The Jerusalem bureau chief of The New York Times, Jodi Rudoren, reported on a recent analysis of the known Palestinian fatalities in Gaza during Operation Protective Edge. According to their analasys based on Palestinian Health Ministry figures, only 34 percent of fatalities comprised women, underage children, and the elderly. Of the rest, 55 percent were fighting-age men, and another 11 percent were listed as “unknown.”

If confirmed, these figures would significantly undermine claims that Israeli military operations indiscriminately or wantonly targeted civilians–claims that have been based on very different numbers coming from the Hamas-run Gaza Health Ministry as well as UN bodies.

Rudoren reports:

The Times analysis, looking at 1,431 names, shows that the population most likely to be militants, men ages 20 to 29, is also the most overrepresented in the death toll: They are 9 percent of Gaza’s 1.7 million residents, but 34 percent of those killed whose ages were provided. At the same time, women and children under 15, the least likely to be legitimate targets, were the most underrepresented, making up 71 percent of the population and 33 percent of the known-age casualties.

While not all twenty to twenty nine year-olds are necessarily combatants this suggests that Israel has been careful in its targeting. (An expansion of the age range to 16 to 40, would likely show similar results.) This limited analysis certainly raises serious questions about widely reported United Nations provided estimates of 70 – 80 percent civilian fatalities.
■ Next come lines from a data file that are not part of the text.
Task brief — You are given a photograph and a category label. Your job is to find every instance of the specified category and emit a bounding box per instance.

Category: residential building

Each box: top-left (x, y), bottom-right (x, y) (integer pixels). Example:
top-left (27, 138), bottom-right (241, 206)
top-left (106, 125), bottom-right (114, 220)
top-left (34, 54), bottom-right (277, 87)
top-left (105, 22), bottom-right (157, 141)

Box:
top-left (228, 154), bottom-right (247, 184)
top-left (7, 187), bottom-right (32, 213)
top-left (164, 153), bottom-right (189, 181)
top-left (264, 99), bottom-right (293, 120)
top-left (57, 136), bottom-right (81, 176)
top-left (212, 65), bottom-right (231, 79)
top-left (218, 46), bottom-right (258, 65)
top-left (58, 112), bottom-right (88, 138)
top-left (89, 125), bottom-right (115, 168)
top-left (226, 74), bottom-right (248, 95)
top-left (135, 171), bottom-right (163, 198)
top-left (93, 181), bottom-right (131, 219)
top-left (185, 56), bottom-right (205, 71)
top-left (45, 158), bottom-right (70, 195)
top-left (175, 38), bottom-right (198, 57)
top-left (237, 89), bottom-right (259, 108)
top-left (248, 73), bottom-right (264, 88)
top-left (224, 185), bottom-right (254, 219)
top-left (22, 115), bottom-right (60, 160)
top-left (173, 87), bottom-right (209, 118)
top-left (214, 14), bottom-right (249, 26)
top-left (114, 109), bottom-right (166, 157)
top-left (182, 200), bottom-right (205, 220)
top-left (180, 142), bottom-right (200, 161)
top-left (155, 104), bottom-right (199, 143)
Rudoren also cites the analysis of Meir Amit Intelligence and Terrorism Information Center (ITIC), which in its first analysis described as “that is impressive in its documentation, using photographs and Internet tributes” found that 47% of those killed according to Palestinian sources were in fact fighters. ITIC subsequently updated its study to 300 reported fatalities and now concludes that “terrorist operatives constitute about 49% and non-involved civilians constitute about 51% of the names.” However, ITIC cautions “Due to Hamas’s policy of concealment and deception, we believe that the number of terrorist operatives that we have identified, based on the lists examined to date, is minimal.”

Elsewhere Rudoren writes:

It seems unlikely that there will ever be a definitive breakdown both sides accept: Israel contends that some of the casualties were caused by errant Hamas rockets or mortars. Human rights groups acknowledge that people killed by Hamas as collaborators and people who died naturally, or perhaps through domestic violence, are most likely counted as well.

This is not necessarily so. About two years after Operation Cast Lead, Hamas claimed that between 600 and 700 of its fighters – in line with Israeli estimates – had been killed in that conflict.
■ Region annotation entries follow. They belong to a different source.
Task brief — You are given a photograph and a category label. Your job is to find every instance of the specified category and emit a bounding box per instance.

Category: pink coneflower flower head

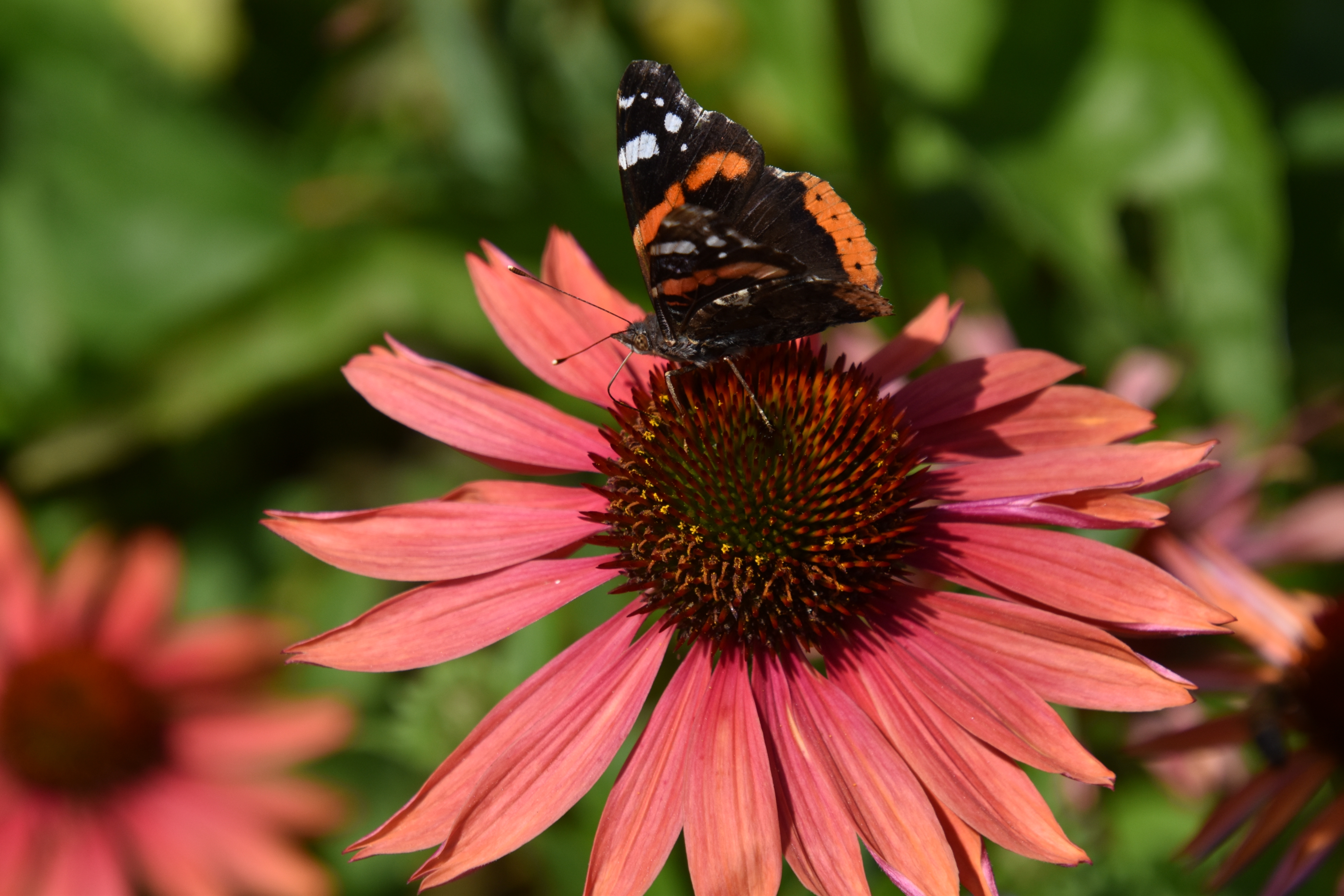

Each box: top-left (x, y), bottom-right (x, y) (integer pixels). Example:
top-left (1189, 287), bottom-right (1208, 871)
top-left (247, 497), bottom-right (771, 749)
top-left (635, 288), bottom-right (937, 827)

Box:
top-left (266, 231), bottom-right (1228, 896)
top-left (0, 490), bottom-right (351, 896)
The Israeli casualty figures from Cast Lead and ITIC research from Operation Protective Edge both show a combatant/civilian ratio of 1:1, which according military expert, Col. Richard Kemp is virtually unheard of. After Cast Lead, Kemp praised Israel’s efforts to avoid collateral damage:

The UN estimate that there has been an average three-to one ratio of civilian to combatant deaths in such conflicts worldwide. Three civilians for every combatant killed.

That is the estimated ratio in Afghanistan: three to one.

In Iraq, and in Kosovo, it was worse: the ratio is believed to be four-to-one. Anecdotal evidence suggests the ratios were very much higher in Chechnya and Serbia.

In Gaza, it was less than one-to-one.

Israel’s record at avoiding civilian casualties is especially remarkable given Hamas’ documented use of human shields.